Enquadrados pela Convenção das Nações Unidas sobre o Direito do Mar (Lei do Mar), as pesquisas oceânicas desenvolvidas pelos diversos países têm permitido que esses países reivindiquem jurisdição sobre o solo e subsolo do mar para lá das 200 milhas, desde que provem que a plataforma continental não acaba antes dessa distância e tem continuidade geológica. A plataforma pode alargar-se só a partir do limite máximo da ZEE; e esta última pode ir até às 200 milhas, dando, além do fundo do mar, jurisdição sobre a água.
A proposta portuguesa para extensão dos limites exteriores da plataforma continental para além das 200 milhas marítimas prevê que Portugal ganhe mais de dois milhões de quilómetros quadrados, perfazendo um total de quase quatro milhões de quilómetros quadrados de área sob soberania nacional.
O que é a Zona Económica Exclusiva (ZEE)?
Se as Nações Unidas considerarem por válida a argumentação de Lisboa, a ZEE portuguesa passará de 200 milhas para 350 milhas.
Aliás, se as Selvagens forem consideradas ilhas, a ZEE será calculada no ponto médio entre as Selvagens e as Canárias; se forem consideradas rochedos, o ponto médio encontrar-se-á entre a ilha da Madeira e as Canárias.
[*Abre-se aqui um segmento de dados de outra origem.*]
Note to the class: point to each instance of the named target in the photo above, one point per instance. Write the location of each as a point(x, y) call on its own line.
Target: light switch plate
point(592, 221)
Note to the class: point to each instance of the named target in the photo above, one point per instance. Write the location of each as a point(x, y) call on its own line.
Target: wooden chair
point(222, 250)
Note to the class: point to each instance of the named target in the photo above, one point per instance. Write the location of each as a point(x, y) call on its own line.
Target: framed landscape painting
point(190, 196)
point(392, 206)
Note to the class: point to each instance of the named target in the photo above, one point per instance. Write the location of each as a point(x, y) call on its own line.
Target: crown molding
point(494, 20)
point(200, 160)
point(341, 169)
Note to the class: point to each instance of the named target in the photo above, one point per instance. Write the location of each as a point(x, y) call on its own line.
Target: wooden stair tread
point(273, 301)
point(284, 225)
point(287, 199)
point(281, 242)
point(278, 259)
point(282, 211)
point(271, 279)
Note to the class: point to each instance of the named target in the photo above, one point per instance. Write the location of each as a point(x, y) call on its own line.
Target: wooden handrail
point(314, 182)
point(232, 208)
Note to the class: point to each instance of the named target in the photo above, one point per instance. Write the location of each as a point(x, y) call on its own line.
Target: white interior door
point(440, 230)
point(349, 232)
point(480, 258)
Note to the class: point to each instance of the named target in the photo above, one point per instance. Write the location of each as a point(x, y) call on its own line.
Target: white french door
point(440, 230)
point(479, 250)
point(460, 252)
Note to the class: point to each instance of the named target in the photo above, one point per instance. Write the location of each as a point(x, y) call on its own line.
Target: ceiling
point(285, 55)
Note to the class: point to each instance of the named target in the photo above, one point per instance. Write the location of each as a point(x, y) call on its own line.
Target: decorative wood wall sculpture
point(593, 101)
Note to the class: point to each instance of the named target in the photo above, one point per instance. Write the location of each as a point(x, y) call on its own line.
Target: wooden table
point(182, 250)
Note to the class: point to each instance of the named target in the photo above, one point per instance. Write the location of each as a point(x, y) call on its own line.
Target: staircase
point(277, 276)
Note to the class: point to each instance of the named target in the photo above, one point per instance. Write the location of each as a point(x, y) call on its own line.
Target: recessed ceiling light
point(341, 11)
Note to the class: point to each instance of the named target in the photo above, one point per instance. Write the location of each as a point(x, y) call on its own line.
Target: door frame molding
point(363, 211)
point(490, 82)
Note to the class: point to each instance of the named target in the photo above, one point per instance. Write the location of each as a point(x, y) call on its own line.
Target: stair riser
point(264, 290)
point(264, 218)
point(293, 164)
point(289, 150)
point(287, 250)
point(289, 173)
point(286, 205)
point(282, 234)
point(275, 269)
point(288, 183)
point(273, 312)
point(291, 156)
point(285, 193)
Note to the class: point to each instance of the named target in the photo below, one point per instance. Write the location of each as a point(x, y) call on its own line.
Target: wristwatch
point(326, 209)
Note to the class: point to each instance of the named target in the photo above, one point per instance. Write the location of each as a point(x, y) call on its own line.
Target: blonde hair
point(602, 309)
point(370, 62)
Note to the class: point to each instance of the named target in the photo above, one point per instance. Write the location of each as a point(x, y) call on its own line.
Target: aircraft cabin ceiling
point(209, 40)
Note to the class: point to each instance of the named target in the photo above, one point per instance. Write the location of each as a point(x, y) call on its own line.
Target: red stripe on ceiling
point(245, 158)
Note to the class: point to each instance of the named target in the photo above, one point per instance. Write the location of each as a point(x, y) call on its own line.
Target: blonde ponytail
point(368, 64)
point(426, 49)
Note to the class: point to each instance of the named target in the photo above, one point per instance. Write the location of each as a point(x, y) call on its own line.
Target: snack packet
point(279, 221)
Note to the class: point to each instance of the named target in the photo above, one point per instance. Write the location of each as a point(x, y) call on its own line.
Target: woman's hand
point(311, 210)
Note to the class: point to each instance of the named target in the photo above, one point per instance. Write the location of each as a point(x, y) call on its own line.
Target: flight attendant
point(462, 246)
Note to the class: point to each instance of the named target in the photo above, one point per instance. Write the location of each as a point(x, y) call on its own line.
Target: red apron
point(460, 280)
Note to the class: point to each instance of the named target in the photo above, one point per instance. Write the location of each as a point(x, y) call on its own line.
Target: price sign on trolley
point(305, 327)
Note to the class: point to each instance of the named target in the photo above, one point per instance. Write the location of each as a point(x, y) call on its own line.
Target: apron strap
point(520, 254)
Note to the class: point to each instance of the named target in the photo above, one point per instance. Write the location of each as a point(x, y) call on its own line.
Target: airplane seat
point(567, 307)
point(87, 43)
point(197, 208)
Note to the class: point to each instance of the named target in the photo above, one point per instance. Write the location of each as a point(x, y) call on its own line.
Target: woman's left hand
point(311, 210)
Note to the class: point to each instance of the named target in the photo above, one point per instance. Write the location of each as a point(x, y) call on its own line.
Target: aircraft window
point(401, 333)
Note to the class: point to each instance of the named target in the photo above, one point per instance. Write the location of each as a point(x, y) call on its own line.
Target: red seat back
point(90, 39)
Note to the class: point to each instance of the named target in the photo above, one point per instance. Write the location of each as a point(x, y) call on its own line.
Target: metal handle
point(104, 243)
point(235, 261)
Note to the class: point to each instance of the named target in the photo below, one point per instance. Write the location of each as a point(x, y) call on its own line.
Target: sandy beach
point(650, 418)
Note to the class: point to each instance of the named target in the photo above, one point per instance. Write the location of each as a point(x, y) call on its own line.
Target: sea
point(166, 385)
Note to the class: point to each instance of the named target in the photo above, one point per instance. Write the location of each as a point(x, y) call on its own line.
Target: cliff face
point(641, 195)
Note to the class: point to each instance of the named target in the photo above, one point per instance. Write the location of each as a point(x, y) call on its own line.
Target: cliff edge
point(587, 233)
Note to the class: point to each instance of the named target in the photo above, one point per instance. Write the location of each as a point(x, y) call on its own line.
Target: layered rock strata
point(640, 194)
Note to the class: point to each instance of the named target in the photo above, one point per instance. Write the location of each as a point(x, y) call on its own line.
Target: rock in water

Aliás, nesta última hipótese, poder-se-ia mesmo dar o caso de as Selvagens ficarem dentro da ZEE espanhola, protegidas apenas pelo seu mar territorial de 12 milhas.
O que há para decidir?
Com o mar das Selvagens, a questão a decidir é se há direito a uma ZEE em redor delas, a dividir entre Portugal e Espanha, caso sejam consideradas ilhas. Aí, a linha das ZEE passaria a meio das 82 milhas entre as Selvagens e as Canárias. Ou se há apenas direito, para Portugal, a um Mar Territorial, de 12 milhas, e uma Zona Contígua até às 24 milhas, sem lugar a uma ZEE – isto no caso de rochedos.
Como ilhas, empurrariam a ZEE portuguesa para sul. Como rochedos, a ZEE espanhola gerada desde as Canárias prolongar-se-ia até às Selvagens e até as passaria. A divisória das ZEE seria assim traçada entre as Canárias e a ilha da Madeira, separadas por 245 milhas. As Selvagens ficariam no meio da ZEE espanhola, rodeadas pelo Mar Territorial.
Quem vai decidir?
A Comissão de Limites da Plataforma Continental (CLPC) da ONU. O assunto pode acabar no Tribunal Internacional do Direito do Mar, se a discussão incidir sobre a ZEE.
Quando se vai decidir?
A CLPC pode nem apreciar as propostas dos dois países. Mas Portugal espera que a apreciação da sua proposta de extensão da plataforma continental comece em 2016, não devendo estar concluída antes de 2017/18. Aliás, o processo poderá demorar pelo menos dois a três anos. Ou até prolongar-se por décadas.